Update dependencies and megatron for transformers==5.2.0.

FurtherAI · FurtherAI · commit f9c98bc302b2 · 2026-03-04T06:45:17.000Z
diff --git a/pyproject.toml b/pyproject.toml
@@ -46,8 +46,9 @@ megatron = [
     "transformer-engine==2.11.0",
     "transformer-engine-cu12==2.11.0",
     "transformer-engine-torch==2.11.0",
-    "megatron-core==0.15.2",
-    "megatron-bridge==0.2.0rc6",
+    "megatron-core==0.16.0rc0",
+    "pybind11>=2.13.6",
+    "megatron-bridge",
     "nvidia-ml-py==13.580.82",
     "ml-dtypes>=0.5.0 ; python_full_version < '3.13'",
 ]
@@ -125,16 +126,20 @@ required-version = ">=0.6.15"
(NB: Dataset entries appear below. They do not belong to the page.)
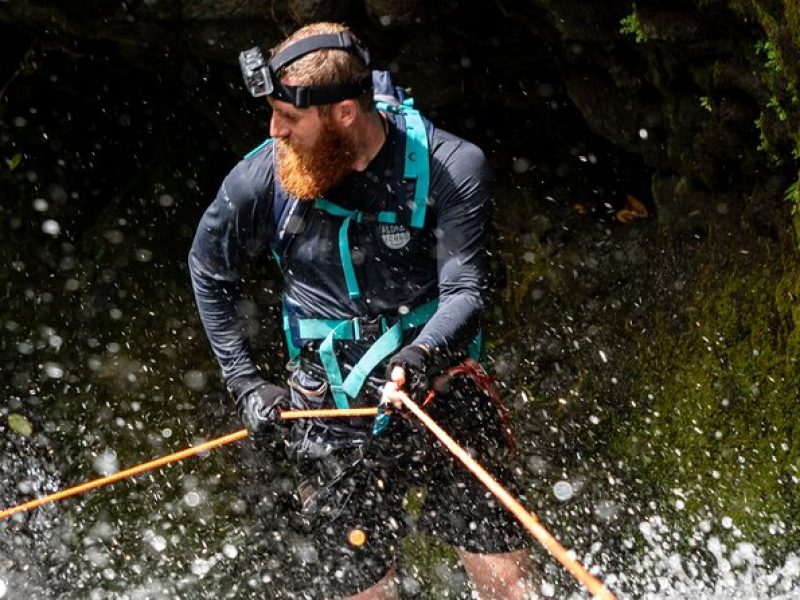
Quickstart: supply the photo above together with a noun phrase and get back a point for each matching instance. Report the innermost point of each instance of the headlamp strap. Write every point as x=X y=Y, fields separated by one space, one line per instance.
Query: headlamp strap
x=325 y=41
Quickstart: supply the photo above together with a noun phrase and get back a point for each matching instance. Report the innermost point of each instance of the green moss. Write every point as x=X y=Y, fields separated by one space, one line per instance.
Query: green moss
x=630 y=25
x=720 y=398
x=430 y=562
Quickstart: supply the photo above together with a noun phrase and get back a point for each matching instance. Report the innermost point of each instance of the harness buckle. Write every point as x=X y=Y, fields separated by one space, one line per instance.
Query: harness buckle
x=368 y=330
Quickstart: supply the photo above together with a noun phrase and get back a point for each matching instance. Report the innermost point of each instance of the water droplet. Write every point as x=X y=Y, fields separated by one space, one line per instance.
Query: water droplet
x=194 y=380
x=106 y=463
x=563 y=490
x=520 y=165
x=53 y=370
x=51 y=227
x=144 y=255
x=192 y=499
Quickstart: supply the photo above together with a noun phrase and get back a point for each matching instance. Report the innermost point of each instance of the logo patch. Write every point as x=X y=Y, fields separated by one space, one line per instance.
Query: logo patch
x=395 y=236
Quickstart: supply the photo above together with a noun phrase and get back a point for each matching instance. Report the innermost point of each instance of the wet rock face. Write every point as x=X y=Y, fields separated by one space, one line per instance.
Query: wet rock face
x=681 y=85
x=28 y=471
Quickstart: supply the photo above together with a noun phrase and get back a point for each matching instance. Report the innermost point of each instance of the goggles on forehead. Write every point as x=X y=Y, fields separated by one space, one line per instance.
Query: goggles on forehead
x=261 y=77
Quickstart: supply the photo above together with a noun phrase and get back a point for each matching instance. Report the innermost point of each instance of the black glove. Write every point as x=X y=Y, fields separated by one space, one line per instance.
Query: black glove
x=260 y=407
x=416 y=362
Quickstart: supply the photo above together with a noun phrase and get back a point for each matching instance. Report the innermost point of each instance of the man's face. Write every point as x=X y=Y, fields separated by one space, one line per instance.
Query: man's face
x=313 y=153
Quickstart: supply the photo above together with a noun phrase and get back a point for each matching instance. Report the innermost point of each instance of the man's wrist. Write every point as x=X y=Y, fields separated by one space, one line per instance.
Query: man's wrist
x=239 y=386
 override-dependencies = [
     "transformer-engine>=2.11.0",
     "numpy<2",
+    # Keep flashinfer aligned with vLLM; Megatron's dev extra pins <0.6 but ART
+    # does not use flashinfer through Megatron runtime paths.
+    "flashinfer-python==0.6.1",
     # Override unsloth's overly strict constraint on transformers — v5.x
     # is confirmed working per unsloth February-2026 release notes
     "transformers==5.2.0",
 ]
-exclude-dependencies = ["pynvml"]
+exclude-dependencies = ["pynvml", "emerging-optimizers"]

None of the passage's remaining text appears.